Bei Rauchern sind Therapieoptionen deutlich eingeschränkt, da unter anderem chirurgische Therapien um 25 bis 50 % geringere Verbesserungen der klinischen Parameter, als bei Patienten die nie geraucht haben, liefern. Ein Tabakverzicht führt nach zehn bis 20 Jahren zu vergleichbar niedrigen Zahnverlustraten wie für Patienten, die nie geraucht haben. Rauchentwöhnung über einen Zeitraum von zwölf Monaten nach Parodontaltherapie führte zu einer Zunahme günstiger Bakterienarten. Dies legt nahe, dass der individuelle bakterielle Biofilm durch die Dysbiose zwischen Bakterien und Wirt durch Tabakkonsum beziehungsweise Tabakverzicht ebenso verändert wird, wie durch den Einsatz von Antibiotika.  

Fazit

Bei Rauchern, Nichtrauchern sowie aktuell tabakentwöhnten Patienten war die Therapie, unabhängig von den unterschiedlichen systemischen Antibiotikatherapien, im einjährigen Untersuchungszeitraum erfolgreich. Raucher haben in unserer Untersuchung mit einer begleitenden systemischen Antibiose zum FMDSRP eine größere Zahl ihrer tiefen parodontale Taschen reduziert als Nichtraucher. Tabakentwöhnung führte zu einer starken Reduktion des Blutens nach Sondieren im Untersuchungszeitraum.

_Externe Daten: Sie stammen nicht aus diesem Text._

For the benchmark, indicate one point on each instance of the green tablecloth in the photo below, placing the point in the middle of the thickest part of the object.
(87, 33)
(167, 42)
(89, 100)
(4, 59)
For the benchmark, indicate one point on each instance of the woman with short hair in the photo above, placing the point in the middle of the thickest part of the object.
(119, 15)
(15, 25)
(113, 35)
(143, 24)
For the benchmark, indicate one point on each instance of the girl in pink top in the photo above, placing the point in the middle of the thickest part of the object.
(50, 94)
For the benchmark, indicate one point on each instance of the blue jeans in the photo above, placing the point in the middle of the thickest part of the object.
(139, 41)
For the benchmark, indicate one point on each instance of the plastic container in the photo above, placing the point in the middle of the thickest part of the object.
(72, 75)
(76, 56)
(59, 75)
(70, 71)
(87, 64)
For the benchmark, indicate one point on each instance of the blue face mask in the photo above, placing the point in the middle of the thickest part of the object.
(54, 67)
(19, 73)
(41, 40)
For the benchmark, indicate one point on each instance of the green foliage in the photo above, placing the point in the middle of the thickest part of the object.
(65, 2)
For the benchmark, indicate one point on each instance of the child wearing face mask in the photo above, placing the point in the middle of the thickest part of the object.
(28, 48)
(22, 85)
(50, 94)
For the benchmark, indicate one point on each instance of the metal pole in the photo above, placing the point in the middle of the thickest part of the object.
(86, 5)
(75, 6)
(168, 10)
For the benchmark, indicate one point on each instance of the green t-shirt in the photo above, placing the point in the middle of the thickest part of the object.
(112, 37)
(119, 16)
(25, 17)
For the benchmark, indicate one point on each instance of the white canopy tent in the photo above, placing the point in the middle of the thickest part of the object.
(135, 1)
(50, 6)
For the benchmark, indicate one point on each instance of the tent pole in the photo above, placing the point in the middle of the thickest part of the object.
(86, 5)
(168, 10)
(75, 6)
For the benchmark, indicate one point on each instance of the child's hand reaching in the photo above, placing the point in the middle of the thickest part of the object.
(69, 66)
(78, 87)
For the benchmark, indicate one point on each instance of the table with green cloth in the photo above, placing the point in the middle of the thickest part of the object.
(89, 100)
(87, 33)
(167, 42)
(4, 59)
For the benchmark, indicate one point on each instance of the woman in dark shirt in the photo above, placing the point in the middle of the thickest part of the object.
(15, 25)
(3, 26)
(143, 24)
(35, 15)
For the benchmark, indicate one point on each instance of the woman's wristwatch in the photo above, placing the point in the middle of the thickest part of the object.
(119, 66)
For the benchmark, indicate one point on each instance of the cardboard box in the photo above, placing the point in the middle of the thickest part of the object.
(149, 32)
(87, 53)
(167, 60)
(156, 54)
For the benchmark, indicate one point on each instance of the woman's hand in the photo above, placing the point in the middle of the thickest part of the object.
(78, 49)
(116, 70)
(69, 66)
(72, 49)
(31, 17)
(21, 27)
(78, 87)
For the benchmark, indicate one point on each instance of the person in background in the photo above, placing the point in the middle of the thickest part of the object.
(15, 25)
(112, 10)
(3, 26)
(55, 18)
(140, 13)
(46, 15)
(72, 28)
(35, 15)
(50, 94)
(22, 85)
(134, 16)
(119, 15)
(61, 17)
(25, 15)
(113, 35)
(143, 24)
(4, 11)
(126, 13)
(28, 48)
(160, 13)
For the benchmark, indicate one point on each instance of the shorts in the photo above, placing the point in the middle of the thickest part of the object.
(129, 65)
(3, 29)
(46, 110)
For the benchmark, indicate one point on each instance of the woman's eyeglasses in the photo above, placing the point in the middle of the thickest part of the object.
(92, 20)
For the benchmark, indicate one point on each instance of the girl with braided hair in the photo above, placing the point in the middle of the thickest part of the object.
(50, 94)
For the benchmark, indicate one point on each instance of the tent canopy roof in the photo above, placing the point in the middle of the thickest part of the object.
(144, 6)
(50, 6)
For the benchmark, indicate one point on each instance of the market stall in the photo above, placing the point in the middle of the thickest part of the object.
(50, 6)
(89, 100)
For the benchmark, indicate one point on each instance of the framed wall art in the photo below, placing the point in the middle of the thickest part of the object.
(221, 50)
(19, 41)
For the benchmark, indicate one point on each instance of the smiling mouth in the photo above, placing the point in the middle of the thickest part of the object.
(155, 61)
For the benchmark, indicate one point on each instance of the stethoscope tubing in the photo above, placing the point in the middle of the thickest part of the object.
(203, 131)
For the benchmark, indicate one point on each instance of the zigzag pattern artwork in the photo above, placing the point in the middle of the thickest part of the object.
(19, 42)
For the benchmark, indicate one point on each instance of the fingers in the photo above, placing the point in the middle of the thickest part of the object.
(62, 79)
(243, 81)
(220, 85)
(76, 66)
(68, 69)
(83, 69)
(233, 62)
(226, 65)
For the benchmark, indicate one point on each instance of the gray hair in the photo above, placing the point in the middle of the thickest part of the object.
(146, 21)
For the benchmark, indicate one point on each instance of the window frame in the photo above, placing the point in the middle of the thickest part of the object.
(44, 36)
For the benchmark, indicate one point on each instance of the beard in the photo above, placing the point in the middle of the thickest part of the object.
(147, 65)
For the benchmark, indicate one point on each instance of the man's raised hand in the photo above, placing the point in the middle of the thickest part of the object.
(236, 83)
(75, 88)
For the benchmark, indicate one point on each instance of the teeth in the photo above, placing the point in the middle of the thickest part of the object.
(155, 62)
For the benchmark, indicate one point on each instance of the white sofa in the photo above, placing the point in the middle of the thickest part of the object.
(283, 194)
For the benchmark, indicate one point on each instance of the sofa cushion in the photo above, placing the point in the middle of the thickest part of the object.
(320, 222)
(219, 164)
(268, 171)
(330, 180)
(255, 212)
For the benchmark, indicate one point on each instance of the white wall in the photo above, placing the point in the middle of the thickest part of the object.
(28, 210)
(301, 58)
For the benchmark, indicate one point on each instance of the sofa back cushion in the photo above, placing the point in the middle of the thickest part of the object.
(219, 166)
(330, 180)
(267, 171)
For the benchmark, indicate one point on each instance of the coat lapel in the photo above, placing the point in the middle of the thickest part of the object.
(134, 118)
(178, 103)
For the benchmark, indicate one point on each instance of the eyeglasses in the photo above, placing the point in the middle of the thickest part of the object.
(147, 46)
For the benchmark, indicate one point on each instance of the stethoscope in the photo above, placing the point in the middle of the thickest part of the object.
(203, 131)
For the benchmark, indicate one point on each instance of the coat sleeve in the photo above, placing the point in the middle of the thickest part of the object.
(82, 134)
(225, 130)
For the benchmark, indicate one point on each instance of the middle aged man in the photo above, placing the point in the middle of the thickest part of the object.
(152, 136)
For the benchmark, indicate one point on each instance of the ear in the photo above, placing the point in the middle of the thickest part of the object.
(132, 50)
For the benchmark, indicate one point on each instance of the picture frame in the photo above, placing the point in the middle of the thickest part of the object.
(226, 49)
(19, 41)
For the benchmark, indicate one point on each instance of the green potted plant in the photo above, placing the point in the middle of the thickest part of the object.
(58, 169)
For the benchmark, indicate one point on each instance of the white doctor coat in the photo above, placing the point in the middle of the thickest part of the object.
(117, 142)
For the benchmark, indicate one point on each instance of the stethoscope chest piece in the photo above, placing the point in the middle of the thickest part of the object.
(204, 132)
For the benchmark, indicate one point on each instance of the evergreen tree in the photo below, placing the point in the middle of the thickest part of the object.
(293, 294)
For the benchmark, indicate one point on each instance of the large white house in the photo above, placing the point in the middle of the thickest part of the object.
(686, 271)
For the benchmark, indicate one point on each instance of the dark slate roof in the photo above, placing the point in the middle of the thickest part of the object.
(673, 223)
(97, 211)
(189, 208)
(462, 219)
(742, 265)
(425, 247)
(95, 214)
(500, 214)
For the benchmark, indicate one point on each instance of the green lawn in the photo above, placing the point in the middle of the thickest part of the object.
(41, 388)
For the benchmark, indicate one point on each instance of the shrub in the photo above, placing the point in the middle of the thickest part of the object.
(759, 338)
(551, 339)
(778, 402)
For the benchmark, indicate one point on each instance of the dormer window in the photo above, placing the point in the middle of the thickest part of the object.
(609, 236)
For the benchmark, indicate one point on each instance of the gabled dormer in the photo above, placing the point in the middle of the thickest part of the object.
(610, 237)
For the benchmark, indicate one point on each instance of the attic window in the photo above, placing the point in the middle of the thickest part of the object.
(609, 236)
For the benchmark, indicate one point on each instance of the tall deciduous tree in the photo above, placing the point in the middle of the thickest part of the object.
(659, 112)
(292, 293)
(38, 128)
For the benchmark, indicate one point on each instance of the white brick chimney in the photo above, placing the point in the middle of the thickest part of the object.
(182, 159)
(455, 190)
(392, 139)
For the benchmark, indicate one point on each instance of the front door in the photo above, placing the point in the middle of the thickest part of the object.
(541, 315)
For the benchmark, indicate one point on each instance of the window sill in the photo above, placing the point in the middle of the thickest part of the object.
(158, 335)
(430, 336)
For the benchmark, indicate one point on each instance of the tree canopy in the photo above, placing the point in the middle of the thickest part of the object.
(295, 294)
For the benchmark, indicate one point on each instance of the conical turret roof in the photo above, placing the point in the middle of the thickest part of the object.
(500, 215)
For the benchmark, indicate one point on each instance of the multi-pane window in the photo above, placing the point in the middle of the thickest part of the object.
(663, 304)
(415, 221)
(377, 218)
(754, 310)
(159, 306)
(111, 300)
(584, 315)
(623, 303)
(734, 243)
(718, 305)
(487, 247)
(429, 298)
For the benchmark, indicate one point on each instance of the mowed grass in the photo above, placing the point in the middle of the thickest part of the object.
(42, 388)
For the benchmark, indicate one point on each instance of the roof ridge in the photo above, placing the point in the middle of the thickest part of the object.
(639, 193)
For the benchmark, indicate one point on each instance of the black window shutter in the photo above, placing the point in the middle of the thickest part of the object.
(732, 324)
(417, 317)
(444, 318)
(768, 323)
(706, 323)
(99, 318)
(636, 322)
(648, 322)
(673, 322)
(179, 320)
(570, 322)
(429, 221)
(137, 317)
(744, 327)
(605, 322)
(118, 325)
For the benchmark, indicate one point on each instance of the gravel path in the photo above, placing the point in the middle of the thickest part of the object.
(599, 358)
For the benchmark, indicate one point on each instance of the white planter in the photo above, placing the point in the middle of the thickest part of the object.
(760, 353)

Mit der Wahl der Antibiotikasubstanzen, der begrenzten Dauer und der Limitation auf eine Hochrisikogruppe sind wichtige Prinzipien von Antibiotic Stewardship berücksichtigt, wie sie in den aktuellen internationalen und nationalen Leitlinien und Empfehlungen der WHO, des ECDC (European Centre for Disease Prevention and Control), der Kommission ART (Antiinfektiva, Resistenz und Therapie) beim Robert Koch-Institut (RKI) einschließlich der deutschen S3-Leitlinie „Strategien zur Sicherung rationaler Antibiotika-Anwendung im Krankenhaus“ beschrieben sind. 

Studien zur Tabakentwöhnung durch Zahnärzte geben keine ökonomische Kosten-Nutzen-Bewertung an. Es kann jedoch nicht ausgeschlossen werden, dass zusätzliche Kosten im Zusammenhang mit der psychologischen Intervention anfallen. Der systemische Gesundheitsnutzen, der durch diese Interventionen erzielt werden kann, würde im Falle des Erfolgs jedoch bei verschiedenen Komorbiditäten geringere Kosten für die Gesundheitsversorgung bedeuten.